In Breve
- Qual è la strategia di VGP in Italia?
- VGP sta concentrando le sue acquisizioni in Italia per sviluppare una piattaforma paneuropea dedicata ai data center.
- Quali sono i risultati finanziari di VGP nel primo semestre 2026?
- VGP ha registrato un utile ante imposte di 141 milioni di euro e un valore patrimoniale netto di 2,9 miliardi di euro.
- Cosa prevede VGP per le energie rinnovabili?
- VGP ha generato un reddito lordo di 7,2 milioni di euro dalle attività nelle energie rinnovabili nel primo semestre 2026.
VGP, il gruppo belga attivo nel settore immobiliare, ha deciso di concentrare i propri sforzi di sviluppo in Italia, un paese che rappresenta un crocevia strategico per le sue operazioni. Durante il primo semestre del 2026, l’azienda ha registrato significative acquisizioni e ha firmato un memorandum per la creazione di una piattaforma paneuropea dedicata ai data center, in collaborazione con un partner specializzato nella gestione e sviluppo di tali impianti.
Fondato nel 1998 e presente in 18 paesi con 452 dipendenti, VGP ha avviato le sue operazioni in Italia nel 2018 attraverso VGP Italy, con sede a Segrate. Tra le acquisizioni più rilevanti vi è il VGP Park Reggio Emilia Gavassa, un’area di 161.000 metri quadrati con un potenziale edificatorio di 72.000 metri quadrati, situata strategicamente vicino all’uscita dell’autostrada A1 lungo il corridoio Milano–Reggio Emilia–Bologna.
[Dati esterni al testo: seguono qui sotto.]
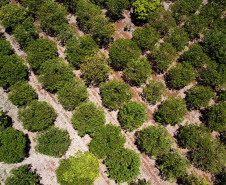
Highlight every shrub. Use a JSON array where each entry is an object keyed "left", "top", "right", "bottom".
[
  {"left": 35, "top": 127, "right": 71, "bottom": 157},
  {"left": 100, "top": 80, "right": 132, "bottom": 110},
  {"left": 168, "top": 62, "right": 197, "bottom": 89},
  {"left": 65, "top": 35, "right": 98, "bottom": 66},
  {"left": 124, "top": 57, "right": 151, "bottom": 85},
  {"left": 165, "top": 27, "right": 189, "bottom": 51},
  {"left": 89, "top": 124, "right": 126, "bottom": 159},
  {"left": 0, "top": 127, "right": 27, "bottom": 164},
  {"left": 5, "top": 164, "right": 39, "bottom": 185},
  {"left": 133, "top": 26, "right": 159, "bottom": 50},
  {"left": 56, "top": 152, "right": 99, "bottom": 185},
  {"left": 0, "top": 55, "right": 28, "bottom": 88},
  {"left": 158, "top": 152, "right": 189, "bottom": 182},
  {"left": 136, "top": 125, "right": 173, "bottom": 156},
  {"left": 118, "top": 101, "right": 148, "bottom": 131},
  {"left": 39, "top": 58, "right": 74, "bottom": 92},
  {"left": 57, "top": 78, "right": 88, "bottom": 110},
  {"left": 71, "top": 102, "right": 106, "bottom": 136},
  {"left": 80, "top": 53, "right": 112, "bottom": 84},
  {"left": 143, "top": 80, "right": 166, "bottom": 104},
  {"left": 25, "top": 39, "right": 57, "bottom": 72},
  {"left": 155, "top": 97, "right": 187, "bottom": 125},
  {"left": 8, "top": 81, "right": 37, "bottom": 106},
  {"left": 105, "top": 148, "right": 140, "bottom": 183},
  {"left": 18, "top": 101, "right": 56, "bottom": 132},
  {"left": 109, "top": 38, "right": 141, "bottom": 69}
]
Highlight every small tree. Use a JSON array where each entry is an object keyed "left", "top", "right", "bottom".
[
  {"left": 71, "top": 102, "right": 106, "bottom": 136},
  {"left": 89, "top": 124, "right": 126, "bottom": 159},
  {"left": 143, "top": 80, "right": 166, "bottom": 104},
  {"left": 109, "top": 38, "right": 141, "bottom": 69},
  {"left": 133, "top": 26, "right": 159, "bottom": 50},
  {"left": 18, "top": 101, "right": 56, "bottom": 132},
  {"left": 35, "top": 127, "right": 71, "bottom": 157},
  {"left": 0, "top": 127, "right": 27, "bottom": 164},
  {"left": 8, "top": 81, "right": 37, "bottom": 106},
  {"left": 57, "top": 78, "right": 88, "bottom": 110},
  {"left": 5, "top": 164, "right": 39, "bottom": 185},
  {"left": 136, "top": 125, "right": 173, "bottom": 156},
  {"left": 124, "top": 57, "right": 151, "bottom": 85},
  {"left": 155, "top": 97, "right": 187, "bottom": 125},
  {"left": 118, "top": 101, "right": 148, "bottom": 131},
  {"left": 56, "top": 152, "right": 99, "bottom": 185},
  {"left": 105, "top": 149, "right": 140, "bottom": 183},
  {"left": 100, "top": 80, "right": 132, "bottom": 110}
]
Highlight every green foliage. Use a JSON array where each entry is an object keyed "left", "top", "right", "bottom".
[
  {"left": 133, "top": 0, "right": 161, "bottom": 20},
  {"left": 136, "top": 125, "right": 173, "bottom": 156},
  {"left": 180, "top": 44, "right": 210, "bottom": 68},
  {"left": 0, "top": 3, "right": 28, "bottom": 30},
  {"left": 100, "top": 80, "right": 133, "bottom": 110},
  {"left": 206, "top": 102, "right": 226, "bottom": 132},
  {"left": 56, "top": 152, "right": 99, "bottom": 185},
  {"left": 57, "top": 78, "right": 88, "bottom": 110},
  {"left": 143, "top": 80, "right": 166, "bottom": 104},
  {"left": 65, "top": 35, "right": 99, "bottom": 65},
  {"left": 118, "top": 101, "right": 148, "bottom": 131},
  {"left": 155, "top": 97, "right": 187, "bottom": 125},
  {"left": 124, "top": 57, "right": 151, "bottom": 85},
  {"left": 177, "top": 123, "right": 211, "bottom": 149},
  {"left": 133, "top": 26, "right": 159, "bottom": 50},
  {"left": 148, "top": 7, "right": 176, "bottom": 35},
  {"left": 35, "top": 127, "right": 71, "bottom": 157},
  {"left": 186, "top": 85, "right": 214, "bottom": 109},
  {"left": 151, "top": 42, "right": 177, "bottom": 71},
  {"left": 0, "top": 55, "right": 28, "bottom": 88},
  {"left": 80, "top": 53, "right": 112, "bottom": 84},
  {"left": 25, "top": 39, "right": 57, "bottom": 72},
  {"left": 105, "top": 148, "right": 140, "bottom": 183},
  {"left": 18, "top": 101, "right": 56, "bottom": 132},
  {"left": 39, "top": 58, "right": 74, "bottom": 92},
  {"left": 89, "top": 124, "right": 126, "bottom": 159},
  {"left": 0, "top": 127, "right": 27, "bottom": 164},
  {"left": 168, "top": 62, "right": 197, "bottom": 89},
  {"left": 5, "top": 164, "right": 39, "bottom": 185},
  {"left": 8, "top": 81, "right": 37, "bottom": 106},
  {"left": 109, "top": 38, "right": 141, "bottom": 69},
  {"left": 158, "top": 152, "right": 189, "bottom": 182},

VGP intende sfruttare il proprio know-how locale e la pipeline di progetti per la nuova piattaforma data center. I siti iniziali indicati per lo sviluppo includono Paderno Dugnano, nell’area metropolitana di Milano, e Rüsselsheim, nei pressi di Francoforte, entrambi in fase avanzata per l’ottenimento delle necessarie autorizzazioni e della capacità energetica.
Un aspetto interessante della strategia di VGP è la volontà di mantenere una partecipazione del 50% nella società operativa e nella joint venture proprietaria degli asset, garantendo così un coinvolgimento diretto nella gestione dei progetti.
I risultati finanziari del primo semestre 2026 evidenziano un utile ante imposte di 141 milioni di euro e un valore patrimoniale netto aumentato del 10,5%, raggiungendo i 2,9 miliardi di euro. L’EBITDA si è attestato a 186 milioni di euro. Durante questo periodo, sono stati firmati e rinnovati contratti di locazione per un valore di 52,7 milioni di euro, portando il reddito da locazione annuale totale a 488,9 milioni di euro, con un incremento organico del 10,8% rispetto all’anno precedente.
VGP ha anche consegnato 12 progetti per un totale di 236.000 metri quadrati, generando un reddito da locazione annuale aggiuntivo di 17,1 milioni di euro, attualmente affittati per l’86%. Il reddito netto da locazione su base proporzionalmente consolidata è aumentato del 18%, raggiungendo i 122,8 milioni di euro.
In aggiunta, le attività nel settore delle energie rinnovabili hanno prodotto un reddito lordo di 7,2 milioni di euro nel primo semestre, in crescita rispetto ai 6,5 milioni dello stesso periodo del 2025. Questo incremento è stato supportato da un aumento del 10% dell’energia solare venduta, pari a 78 GWh, e da una maggiore capacità fotovoltaica operativa. Al 30 giugno, VGP gestiva 152 progetti fotovoltaici con una capacità complessiva di 193,4 MWp e un valore contabile lordo di 117 milioni di euro.
Infine, i primi progetti di sistemi di accumulo energetico a batteria sono stati collegati alla rete durante il semestre, e si prevede che contribuiranno ai ricavi nella seconda metà dell’anno, segnando un ulteriore passo verso un futuro sostenibile e innovativo per VGP in Italia.